An extract from “Reflections of a Bygone Age” providing insight into the history of the village hall.

“Before the Church Hall was built, there was no large assembly room in the village to hold any sizeable event.  The members of Christ Church, Rossett suggested a scheme to provide a village hall for the benefit of the community.  After a number of meetings it was decided to build a hall on a piece of ground situated in Station Road belonging to the Trevalyn Hall estate.  About a quarter of an acre of land was donated by the Boscowan family on which the hall was built, funds were raised by public subscription.

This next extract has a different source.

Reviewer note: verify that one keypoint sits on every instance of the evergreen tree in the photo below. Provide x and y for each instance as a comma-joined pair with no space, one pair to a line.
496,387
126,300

The foundation stone was laid by the Rt. Hon. Lord Kenyon, of Gredington on 6th April, 1911.  The hall was designed by P.H. Lockwood, the Chester architect; the cost of the building was £1,800.  The contractor who built the hall was a local building firm, Joseph Johnson of Trevalyn.

With the conveyance of the land, certain covenants were imposed on the use of the building by the Trevalyn Hall estate, one of these covenants was that no alcohol was to be consumed on the premises.  This covenant has since been relinquished.  The first trustees were provided from the members of Christ Church, the incumbent being the Chairman of the Trustees.  They are twelve in number and are responsible for the management and maintenance of the building, the tradition is still carried on for replacing the trustees.

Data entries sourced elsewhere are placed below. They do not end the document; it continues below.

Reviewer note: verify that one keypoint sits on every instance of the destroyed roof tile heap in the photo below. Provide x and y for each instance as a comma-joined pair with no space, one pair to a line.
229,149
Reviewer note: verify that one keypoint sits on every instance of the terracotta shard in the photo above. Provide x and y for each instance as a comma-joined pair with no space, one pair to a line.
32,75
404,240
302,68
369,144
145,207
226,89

During the 1920’s a local gentleman used to hire the hall as a cinema, and would put on film shows several evenings a week.  The right-hand cloak room at the entrance to the hall was converted into a projection-room where a temporary timber floor was constructed to give height for the projector.  The four small square holes can still be seen in the rear wall of the hall, but have since been temporarily sealed.  In more recent years an amateur dramatic society was formed by members of the village who called themselves “The Rossett Players”; they met at the hall and produced a number of well known productions, which was a great success.

The hall was well built in red brick with stone features and tile roof.  The plan of the hall provided ample accommodation, and has always been a great asset to the village.”


In more recent years, the building has suffered some deterioration and now requires a significant amount of restoration work.  In 2006, the trustees made a public appeal for interested parties to volunteer to add to their number and also to form a management committee involving members of the local community to take on the day to day management, refurbishment, and future development of the hall.

The management committee was formed in 2007, choosing to call themselves the Rossett and Burton Village Hall Management Committee, originally consisting of ten members.  This committee meet on a monthly basis to discuss and decide on matters of business necessity.  The management committee also holds social gatherings and other functions in order to raise funds in support of applications to grant funders to carry out the necessary required improvement works to make the hall a more attractive and modern community facility.

Improvement works have already started, but much more work remains to be done if the hopes of the trustees and the management committee are to be realised.  It is important to realise that this work will be made much easier and certain with the support of the community for whom the building was originally provided.  It is also important to realise that as long as the hall is used by the community it will always be available for the community.